Sowohl für die Berechnung des Ausgangspunktzahlvolumens als auch des Vergleichspunktzahlvolumens nach Nr. 23c bzw. § 23c BedarfsplRL-Ä ist das im Zeitpunkt der Abrechnung jeweils geltende Berechnungssystem für die vertragsärztlichen Leistungen maßgeblich. Auf Antrag des Vertragsarztes sind die Gesamtpunktzahlvolumina neu zu bestimmen, wenn Änderungen des EBM oder vertragliche Vereinbarungen, die für das Gebiet der Arztgruppe maßgeblich sind, spürbare Auswirkungen auf die Berechnungsgrundlagen haben. Die Kassenärztlichen Vereinigungen oder die Landesverbände der Krankenkassen und die Verbände der Ersatzkassen können eine Neuberechnung beantragen, wenn Änderungen der Berechnung der für die Obergrenzen maßgeblichen Faktoren eine spürbare Veränderung bewirken und die Beibehaltung der durch den Zulassungsausschuss festgestellten Gesamtpunktzahlvolumina im Verhältnis zu den Ärzten der Fachgruppe eine nicht gerechtfertigte Bevorzugung/Benachteiligung darstellen würde (Nr. 23e bzw. § 23e BedarfsplRL-Ä).

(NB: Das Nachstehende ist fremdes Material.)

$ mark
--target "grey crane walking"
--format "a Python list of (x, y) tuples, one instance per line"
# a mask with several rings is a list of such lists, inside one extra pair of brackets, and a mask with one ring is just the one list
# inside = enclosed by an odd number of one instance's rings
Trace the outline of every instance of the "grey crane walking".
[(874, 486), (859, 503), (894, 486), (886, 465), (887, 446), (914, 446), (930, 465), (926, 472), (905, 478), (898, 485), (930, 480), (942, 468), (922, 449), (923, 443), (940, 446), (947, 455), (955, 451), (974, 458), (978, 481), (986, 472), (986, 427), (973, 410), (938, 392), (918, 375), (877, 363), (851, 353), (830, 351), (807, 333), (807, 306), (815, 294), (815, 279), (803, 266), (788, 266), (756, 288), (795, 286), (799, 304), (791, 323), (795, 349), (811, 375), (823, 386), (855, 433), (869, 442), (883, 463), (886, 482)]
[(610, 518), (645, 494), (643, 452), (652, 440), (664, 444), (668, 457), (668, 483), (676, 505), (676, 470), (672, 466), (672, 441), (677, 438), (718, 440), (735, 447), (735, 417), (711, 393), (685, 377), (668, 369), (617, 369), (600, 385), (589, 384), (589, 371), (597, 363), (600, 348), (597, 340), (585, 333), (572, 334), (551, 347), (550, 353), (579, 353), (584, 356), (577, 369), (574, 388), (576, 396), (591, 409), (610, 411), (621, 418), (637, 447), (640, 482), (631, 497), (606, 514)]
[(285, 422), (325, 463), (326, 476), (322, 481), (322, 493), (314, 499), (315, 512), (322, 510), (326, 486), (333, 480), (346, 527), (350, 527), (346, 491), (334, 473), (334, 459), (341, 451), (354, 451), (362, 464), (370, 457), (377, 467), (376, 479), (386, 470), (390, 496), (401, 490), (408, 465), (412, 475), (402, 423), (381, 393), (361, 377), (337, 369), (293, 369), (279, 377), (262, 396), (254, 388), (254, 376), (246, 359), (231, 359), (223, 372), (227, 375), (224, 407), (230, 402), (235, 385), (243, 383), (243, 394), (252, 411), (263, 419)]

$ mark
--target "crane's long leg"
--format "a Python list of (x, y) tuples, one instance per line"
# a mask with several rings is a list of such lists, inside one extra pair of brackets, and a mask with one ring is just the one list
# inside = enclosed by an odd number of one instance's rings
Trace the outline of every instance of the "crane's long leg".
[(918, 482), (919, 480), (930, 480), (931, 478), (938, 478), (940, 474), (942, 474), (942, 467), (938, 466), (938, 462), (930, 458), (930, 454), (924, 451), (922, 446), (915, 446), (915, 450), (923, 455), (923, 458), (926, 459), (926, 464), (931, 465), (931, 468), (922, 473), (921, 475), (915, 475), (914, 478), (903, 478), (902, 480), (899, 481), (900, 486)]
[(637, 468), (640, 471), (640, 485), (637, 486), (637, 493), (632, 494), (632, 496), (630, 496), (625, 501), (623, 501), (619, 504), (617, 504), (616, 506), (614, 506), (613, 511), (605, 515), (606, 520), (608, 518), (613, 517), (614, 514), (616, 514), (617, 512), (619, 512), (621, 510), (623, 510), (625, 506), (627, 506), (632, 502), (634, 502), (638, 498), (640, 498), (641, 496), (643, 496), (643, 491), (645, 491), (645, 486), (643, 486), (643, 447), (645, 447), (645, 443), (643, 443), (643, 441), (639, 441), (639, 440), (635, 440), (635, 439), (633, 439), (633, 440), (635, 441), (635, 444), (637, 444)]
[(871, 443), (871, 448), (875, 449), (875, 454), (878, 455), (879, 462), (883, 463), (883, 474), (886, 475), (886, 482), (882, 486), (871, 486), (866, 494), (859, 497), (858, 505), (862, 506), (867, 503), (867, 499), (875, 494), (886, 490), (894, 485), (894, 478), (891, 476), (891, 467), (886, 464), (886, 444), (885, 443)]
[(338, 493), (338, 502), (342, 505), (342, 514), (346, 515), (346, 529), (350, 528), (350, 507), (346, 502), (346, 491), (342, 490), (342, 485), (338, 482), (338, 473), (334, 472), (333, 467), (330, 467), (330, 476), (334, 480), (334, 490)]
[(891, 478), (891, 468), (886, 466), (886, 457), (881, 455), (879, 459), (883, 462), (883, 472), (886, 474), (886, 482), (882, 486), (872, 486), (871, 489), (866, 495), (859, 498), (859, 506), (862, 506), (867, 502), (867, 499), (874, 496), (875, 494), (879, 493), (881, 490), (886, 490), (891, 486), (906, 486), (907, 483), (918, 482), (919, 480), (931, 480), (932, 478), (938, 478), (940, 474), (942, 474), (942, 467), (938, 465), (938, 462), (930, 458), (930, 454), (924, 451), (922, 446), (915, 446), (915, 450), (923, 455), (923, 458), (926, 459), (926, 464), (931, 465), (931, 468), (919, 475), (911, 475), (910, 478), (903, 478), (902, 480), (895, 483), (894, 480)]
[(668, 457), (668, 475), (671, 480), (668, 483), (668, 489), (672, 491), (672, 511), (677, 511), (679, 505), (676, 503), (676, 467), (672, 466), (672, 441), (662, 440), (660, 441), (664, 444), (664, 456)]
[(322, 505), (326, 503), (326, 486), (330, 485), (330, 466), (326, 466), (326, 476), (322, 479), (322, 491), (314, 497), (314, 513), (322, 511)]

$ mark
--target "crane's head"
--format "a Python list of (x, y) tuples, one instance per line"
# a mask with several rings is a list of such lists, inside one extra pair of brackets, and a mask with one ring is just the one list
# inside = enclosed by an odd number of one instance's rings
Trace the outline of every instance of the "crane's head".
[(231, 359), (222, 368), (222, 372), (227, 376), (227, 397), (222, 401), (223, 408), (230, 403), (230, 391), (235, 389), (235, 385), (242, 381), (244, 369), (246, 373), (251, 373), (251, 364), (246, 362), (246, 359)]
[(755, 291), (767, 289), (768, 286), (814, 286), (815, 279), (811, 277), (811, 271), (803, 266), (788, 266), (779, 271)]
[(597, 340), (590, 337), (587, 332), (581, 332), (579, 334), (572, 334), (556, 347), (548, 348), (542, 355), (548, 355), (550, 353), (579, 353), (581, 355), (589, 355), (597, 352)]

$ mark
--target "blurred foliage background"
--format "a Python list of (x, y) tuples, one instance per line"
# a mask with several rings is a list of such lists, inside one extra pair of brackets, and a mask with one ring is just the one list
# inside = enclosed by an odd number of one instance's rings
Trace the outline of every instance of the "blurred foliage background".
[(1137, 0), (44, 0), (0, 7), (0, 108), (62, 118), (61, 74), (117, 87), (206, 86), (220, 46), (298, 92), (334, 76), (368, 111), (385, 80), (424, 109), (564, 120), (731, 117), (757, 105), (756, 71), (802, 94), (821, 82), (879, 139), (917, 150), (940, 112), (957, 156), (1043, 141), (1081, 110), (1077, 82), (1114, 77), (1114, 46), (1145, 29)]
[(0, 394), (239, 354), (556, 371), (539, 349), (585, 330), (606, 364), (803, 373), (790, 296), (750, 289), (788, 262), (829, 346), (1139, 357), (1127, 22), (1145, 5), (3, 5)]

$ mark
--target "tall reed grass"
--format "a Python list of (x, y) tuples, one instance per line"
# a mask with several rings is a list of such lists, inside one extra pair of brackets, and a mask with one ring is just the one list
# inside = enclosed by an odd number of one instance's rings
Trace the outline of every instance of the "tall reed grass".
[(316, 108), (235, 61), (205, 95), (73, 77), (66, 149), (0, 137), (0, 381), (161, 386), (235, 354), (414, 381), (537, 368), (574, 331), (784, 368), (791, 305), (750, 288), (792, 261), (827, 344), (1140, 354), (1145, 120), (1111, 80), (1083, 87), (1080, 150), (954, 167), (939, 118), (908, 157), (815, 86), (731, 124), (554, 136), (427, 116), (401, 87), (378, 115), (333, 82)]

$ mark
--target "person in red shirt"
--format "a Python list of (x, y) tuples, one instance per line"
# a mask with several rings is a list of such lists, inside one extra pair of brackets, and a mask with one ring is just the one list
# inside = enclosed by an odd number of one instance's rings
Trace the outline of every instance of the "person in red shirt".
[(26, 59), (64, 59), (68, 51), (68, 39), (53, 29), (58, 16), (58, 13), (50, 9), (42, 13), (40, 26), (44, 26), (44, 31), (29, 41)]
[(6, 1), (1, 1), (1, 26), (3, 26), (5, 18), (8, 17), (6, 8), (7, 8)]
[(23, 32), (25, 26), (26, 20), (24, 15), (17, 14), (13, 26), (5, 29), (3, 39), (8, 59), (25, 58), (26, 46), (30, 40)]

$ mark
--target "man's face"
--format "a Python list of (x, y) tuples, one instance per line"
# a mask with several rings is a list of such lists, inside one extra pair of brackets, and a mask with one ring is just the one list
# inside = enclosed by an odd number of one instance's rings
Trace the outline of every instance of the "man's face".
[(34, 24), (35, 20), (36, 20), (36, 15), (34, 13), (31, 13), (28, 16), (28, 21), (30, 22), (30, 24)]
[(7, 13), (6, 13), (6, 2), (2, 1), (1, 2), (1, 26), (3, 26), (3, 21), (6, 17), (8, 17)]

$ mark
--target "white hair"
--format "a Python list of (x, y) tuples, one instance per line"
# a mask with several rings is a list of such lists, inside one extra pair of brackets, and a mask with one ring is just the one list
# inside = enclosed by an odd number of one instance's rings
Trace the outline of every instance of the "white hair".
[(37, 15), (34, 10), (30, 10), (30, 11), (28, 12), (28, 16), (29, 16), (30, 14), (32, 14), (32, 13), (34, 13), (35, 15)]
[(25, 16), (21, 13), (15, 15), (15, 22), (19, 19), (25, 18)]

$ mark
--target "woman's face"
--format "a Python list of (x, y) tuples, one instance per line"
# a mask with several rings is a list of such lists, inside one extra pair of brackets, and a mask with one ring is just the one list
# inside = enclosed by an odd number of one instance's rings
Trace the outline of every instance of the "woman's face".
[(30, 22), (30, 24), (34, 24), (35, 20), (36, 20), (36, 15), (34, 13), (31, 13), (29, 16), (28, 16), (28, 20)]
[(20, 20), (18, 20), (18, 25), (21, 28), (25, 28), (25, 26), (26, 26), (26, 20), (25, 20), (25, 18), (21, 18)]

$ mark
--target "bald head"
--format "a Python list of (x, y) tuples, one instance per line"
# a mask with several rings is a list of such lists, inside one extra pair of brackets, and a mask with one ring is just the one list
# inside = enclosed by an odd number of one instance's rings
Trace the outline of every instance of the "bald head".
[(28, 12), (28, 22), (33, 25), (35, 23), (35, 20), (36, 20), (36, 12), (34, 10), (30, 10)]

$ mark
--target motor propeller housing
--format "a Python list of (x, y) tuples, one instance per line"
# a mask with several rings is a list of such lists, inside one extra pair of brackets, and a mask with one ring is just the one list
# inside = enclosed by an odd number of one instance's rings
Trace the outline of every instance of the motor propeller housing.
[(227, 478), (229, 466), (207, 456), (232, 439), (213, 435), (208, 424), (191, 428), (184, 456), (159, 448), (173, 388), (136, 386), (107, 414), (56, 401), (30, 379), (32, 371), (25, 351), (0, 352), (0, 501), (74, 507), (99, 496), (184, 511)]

Die Gesamtpunktzahlvolumina zur Beschränkung des Praxisumfangs folgen der Entwicklung des Fachgruppendurchschnitts durch Festlegung eines quartalsbezogenen Prozentwertes (Anpassungsfaktor). Die Anpassungsfaktoren werden im ersten Leistungsjahr von der Kassenärztlichen Vereinigung errechnet. Die dafür maßgebliche Rechenformel lautet: PzVol (Quartalsbezogenes Gesamtpunktzahlvolumen der Praxis)./. PzFg (Quartalsbezogener Punktzahlvolumendurchschnitt der jeweiligen Fachgruppe ) = Fakt (Quartalsbezogener Anpassungsfaktor). Sie stellen die Grundlage zur Ermittlung der Gesamtpunktzahlvolumina für die Folgejahre dar. Der jeweilige Anpassungsfaktor wird ab dem zweiten Leistungsjahr mit dem Punktzahlvolumendurchschnitt der Fachgruppe multipliziert und ergibt die quartalsbezogene Obergrenze für die Praxis (die Saldierungsregelung nach Nr. 23c Satz 6 bzw. § 23c Satz 6 BedarfsplRL-Ä bleibt hiervon unberührt). Die Kassenärztliche Vereinigung teilt dem Vertragsarzt die für ihn verbindlichen Anpassungsfaktoren mit (Nr. 23f bzw. § 23f BedarfsplRL-Ä).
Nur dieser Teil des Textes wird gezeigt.